Electric vehicles are less polluting than oil-powered vehicles, whatever the mix of electricity generation. Obviously, they are even better if the electricity is from low or zero-carbon sources. Brown also spoke about removing some of the planning obstacles that prevent the UK harnessing more of its enormous wind resource. Another benefit of electric vehicles is that millions of batteries will provide a means of storing electricity, so helping overcome the issue of intermittence (the wind doesn’t always blow or blows too hard).

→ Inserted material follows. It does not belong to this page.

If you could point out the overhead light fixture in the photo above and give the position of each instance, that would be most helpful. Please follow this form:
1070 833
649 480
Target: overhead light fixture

The Budget will also set a target of creating 400,000 jobs in “green industries” over the next five years. Government targets are often dismissed as simple rhetoric and, of course, delivery is more important than target setting. However, targets do set a direction of travel and help build investor confidence – although, in the UK, many investors assume there will be a new Government next year, so a Tory acceptance of this target would be valuable.
The promise of ‘green vehicles’ is clearly part of the Government’s attempt to keep the UK motor industry alive. And there are, obviously, many jobs to be had in electric vehicles: Kansas City in Missouri, USA has just been chosen for a new assembly plant for an electric truck, which will have a range of 100 miles. The UK could do much more to create the Green New Deal (see UK needs Green New Deal’ to tackle ‘triple crunch’ of credit, oil price and climate crises).
The wind industry employs tens of thousands of people in Germany (80,000), Spain (35,000) and Denmark (21,600). Most of these are in manufacturing. The industry predicts that the total across the EU could rise above 350,000 by 2020. The UK should start building turbines, to create jobs and also to protect the UK wind industry from exchange rate fluctuations – the collapse in the value of the pound has increased the cost of new UK wind farms by 30% in the last year. The UK should also build ships – known as barges – to install offshore wind turbines, since there is a great global bottleneck in getting hold of these.
Even richer in jobs is work on energy efficiency – upgrading the existing building stock. This would help control climate change, create tens of thousands of jobs in the construction industry, increase energy security and reduce the number of people suffering fuel poverty. Let’s hope the UK Government delivers on 22 April 2009 what the Prime Minister has promised today.